The Pothole Law — passed in 1979 to make it harder for people to sue — protects the city from liability for injuries to people who trip or fall on sidewalks that are “out of repair, unsafe, dangerous or obstructed,” unless a written notice of the defect has been provided to the city’s Department of Transportation at least 15 days before the accident. Previously, the injured person only had to show, usually through witnesses, that the crack or hole or protrusion had been there long enough for the city to be able to fix it.
In response, in 1982, the trial lawyers set up the Big Apple Pothole and Sidewalk Protection Committee, which hires workers to scour the city’s nearly 10,000 miles of streets and document potholes and other defects.
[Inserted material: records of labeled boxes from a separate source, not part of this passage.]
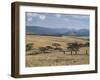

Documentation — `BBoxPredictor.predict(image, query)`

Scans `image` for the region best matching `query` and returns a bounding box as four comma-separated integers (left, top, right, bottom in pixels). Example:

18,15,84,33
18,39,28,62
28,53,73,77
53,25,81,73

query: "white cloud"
39,15,46,20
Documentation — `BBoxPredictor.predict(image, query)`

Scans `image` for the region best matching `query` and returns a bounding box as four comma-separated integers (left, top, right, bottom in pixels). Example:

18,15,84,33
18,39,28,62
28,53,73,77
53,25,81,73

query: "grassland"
26,35,89,67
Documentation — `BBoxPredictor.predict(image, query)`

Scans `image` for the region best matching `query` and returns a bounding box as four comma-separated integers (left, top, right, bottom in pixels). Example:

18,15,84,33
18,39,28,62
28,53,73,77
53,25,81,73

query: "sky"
26,12,90,29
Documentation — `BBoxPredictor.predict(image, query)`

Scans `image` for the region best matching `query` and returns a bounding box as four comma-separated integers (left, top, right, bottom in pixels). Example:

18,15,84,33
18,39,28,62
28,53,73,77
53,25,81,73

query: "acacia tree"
52,43,61,49
39,47,47,53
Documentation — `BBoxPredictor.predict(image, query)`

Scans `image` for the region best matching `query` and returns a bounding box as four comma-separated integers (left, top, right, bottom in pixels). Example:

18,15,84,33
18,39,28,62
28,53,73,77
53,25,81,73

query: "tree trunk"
71,51,72,55
63,51,65,54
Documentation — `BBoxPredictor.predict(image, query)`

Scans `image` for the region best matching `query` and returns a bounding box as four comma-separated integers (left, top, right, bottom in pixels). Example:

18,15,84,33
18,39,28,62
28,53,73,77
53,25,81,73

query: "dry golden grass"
26,35,89,67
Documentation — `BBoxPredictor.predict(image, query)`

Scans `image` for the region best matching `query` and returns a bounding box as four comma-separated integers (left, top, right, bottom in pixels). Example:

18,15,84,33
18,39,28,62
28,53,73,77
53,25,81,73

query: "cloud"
56,14,61,18
27,17,32,22
39,15,46,20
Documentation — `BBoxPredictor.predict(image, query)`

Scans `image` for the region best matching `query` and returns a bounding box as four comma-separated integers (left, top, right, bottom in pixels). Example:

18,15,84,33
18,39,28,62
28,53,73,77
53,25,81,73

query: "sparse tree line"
26,42,89,55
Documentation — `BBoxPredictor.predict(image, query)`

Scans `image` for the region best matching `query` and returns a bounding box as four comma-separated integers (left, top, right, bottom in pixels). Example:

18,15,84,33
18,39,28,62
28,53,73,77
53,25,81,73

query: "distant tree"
39,47,47,53
67,42,80,54
85,42,90,47
26,43,34,51
52,43,61,49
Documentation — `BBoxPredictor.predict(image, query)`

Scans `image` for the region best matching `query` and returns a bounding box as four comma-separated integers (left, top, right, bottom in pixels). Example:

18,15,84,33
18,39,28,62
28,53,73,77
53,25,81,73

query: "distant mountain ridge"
26,26,89,36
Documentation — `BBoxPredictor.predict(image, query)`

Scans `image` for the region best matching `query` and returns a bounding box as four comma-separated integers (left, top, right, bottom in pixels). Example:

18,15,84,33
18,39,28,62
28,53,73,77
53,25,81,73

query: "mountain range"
26,26,89,36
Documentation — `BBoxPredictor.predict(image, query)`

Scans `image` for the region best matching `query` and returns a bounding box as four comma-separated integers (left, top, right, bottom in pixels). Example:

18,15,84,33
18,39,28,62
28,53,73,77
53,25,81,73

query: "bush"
26,43,33,51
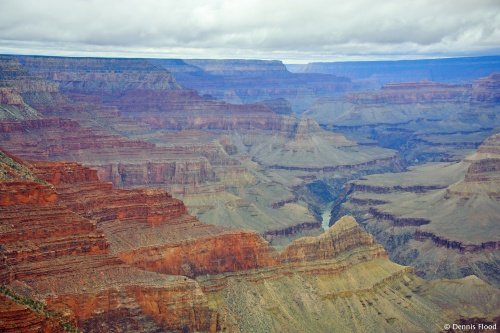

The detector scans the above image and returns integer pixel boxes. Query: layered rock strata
[0,153,219,332]
[0,154,498,332]
[332,134,500,286]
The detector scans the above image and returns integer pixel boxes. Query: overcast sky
[0,0,500,63]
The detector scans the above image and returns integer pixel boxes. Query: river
[321,201,333,231]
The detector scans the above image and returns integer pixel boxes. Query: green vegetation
[0,284,81,333]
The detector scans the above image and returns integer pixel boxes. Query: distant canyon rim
[0,55,500,333]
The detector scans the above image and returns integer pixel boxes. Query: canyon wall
[332,134,500,286]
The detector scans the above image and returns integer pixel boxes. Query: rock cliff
[332,134,500,286]
[0,153,498,332]
[0,153,219,332]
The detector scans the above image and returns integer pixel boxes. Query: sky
[0,0,500,64]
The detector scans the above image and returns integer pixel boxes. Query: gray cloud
[0,0,500,61]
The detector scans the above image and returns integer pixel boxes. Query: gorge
[0,55,500,333]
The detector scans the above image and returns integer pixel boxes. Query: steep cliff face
[150,59,315,112]
[0,155,498,332]
[0,294,66,333]
[304,74,500,165]
[0,119,226,193]
[332,135,500,286]
[246,117,396,172]
[299,56,500,87]
[197,216,499,332]
[0,57,44,119]
[0,155,219,332]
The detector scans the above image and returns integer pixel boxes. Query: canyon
[332,134,500,286]
[0,55,500,333]
[0,153,500,332]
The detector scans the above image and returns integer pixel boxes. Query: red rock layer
[346,81,470,103]
[0,155,218,332]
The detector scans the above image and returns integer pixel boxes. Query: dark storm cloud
[0,0,500,60]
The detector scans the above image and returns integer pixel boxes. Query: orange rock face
[0,294,66,333]
[0,154,219,332]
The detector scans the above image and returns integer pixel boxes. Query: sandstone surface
[332,134,500,286]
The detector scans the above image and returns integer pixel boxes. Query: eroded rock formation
[332,134,500,285]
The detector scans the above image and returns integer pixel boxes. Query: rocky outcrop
[0,152,498,332]
[346,81,470,104]
[472,73,500,103]
[299,56,500,86]
[280,216,386,263]
[150,59,315,112]
[0,152,219,332]
[332,134,500,285]
[0,294,67,333]
[447,134,500,199]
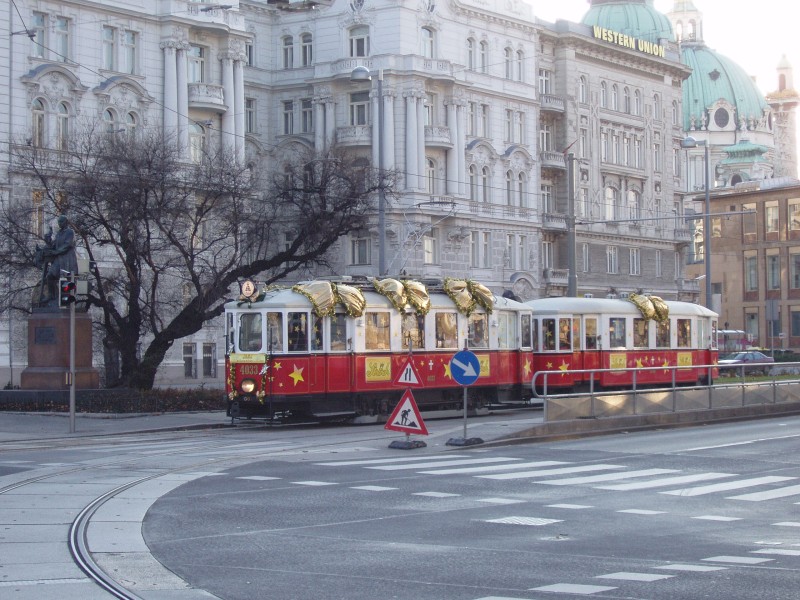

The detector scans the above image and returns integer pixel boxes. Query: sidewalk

The committee started to supply thousands of maps to the city, documenting hundreds of thousands of purported defects. “The city initially refused to accept the maps as evidence of the required notice, but the lawyers sued — what else? — and won,” Joseph P. Fried wrote in The Times in 1993.
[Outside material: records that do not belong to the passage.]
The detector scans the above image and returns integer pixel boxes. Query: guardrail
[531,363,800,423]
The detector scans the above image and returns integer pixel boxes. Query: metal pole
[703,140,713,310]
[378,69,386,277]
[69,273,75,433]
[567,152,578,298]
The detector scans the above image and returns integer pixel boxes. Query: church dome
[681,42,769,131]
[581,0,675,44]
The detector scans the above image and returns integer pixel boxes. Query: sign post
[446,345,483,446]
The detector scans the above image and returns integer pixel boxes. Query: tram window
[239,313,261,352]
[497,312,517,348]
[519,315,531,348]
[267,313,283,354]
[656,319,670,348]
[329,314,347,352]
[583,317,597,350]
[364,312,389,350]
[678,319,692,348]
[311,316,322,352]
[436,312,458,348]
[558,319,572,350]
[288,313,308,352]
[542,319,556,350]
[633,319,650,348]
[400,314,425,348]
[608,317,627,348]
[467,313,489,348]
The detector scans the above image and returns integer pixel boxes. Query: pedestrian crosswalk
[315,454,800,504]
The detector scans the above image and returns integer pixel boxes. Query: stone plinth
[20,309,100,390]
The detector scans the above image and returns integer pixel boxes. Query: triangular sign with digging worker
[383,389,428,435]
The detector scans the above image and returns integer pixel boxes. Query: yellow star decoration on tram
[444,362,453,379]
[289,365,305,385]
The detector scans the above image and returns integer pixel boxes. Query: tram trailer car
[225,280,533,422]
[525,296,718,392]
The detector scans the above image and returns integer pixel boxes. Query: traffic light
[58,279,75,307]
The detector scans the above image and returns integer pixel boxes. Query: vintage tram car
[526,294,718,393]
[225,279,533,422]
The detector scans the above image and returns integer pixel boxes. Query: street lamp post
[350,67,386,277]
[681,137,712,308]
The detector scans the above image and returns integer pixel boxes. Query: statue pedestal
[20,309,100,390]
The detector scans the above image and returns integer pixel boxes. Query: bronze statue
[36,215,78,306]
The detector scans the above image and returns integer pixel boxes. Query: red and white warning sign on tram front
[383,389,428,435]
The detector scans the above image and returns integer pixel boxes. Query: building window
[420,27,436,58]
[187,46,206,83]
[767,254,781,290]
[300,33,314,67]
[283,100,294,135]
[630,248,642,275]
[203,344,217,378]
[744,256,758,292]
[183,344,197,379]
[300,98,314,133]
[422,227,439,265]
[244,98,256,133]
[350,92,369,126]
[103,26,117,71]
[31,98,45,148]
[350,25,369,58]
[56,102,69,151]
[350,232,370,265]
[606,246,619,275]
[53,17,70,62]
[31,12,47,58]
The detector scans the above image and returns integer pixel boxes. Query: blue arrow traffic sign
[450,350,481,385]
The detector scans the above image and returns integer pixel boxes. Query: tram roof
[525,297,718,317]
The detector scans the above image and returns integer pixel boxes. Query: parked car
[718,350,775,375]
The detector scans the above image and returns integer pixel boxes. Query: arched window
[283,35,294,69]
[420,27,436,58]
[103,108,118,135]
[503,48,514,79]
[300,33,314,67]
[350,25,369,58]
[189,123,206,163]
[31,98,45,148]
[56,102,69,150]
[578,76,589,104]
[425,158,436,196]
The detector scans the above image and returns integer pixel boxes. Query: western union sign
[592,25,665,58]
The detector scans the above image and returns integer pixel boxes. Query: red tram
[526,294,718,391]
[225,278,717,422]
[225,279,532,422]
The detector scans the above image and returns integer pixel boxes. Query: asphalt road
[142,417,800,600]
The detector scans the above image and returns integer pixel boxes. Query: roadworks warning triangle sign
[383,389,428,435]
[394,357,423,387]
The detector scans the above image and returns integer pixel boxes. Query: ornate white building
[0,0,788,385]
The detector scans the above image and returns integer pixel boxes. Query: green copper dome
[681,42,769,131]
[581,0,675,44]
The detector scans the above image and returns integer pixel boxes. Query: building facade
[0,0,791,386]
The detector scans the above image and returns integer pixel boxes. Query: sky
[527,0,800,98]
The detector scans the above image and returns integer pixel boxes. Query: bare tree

Pothole Map Inadequate for Lawsuits, Court Finds
On Thursday, in a pair of cases, the Court of Appeals, New York’s highest court, ruled that the map was “not sufficient notice” under the Pothole Law.
The map uses coded symbols to represent defects. “For example, a straight line is used for a raised or uneven portion of a sidewalk, a circle for a hole or hazardous depression, a line with a triangle at each end for an extended section of cracks and holes in a sidewalk, and so forth,” Judge Robert S. Smith wrote in his opinion for the court’s majority.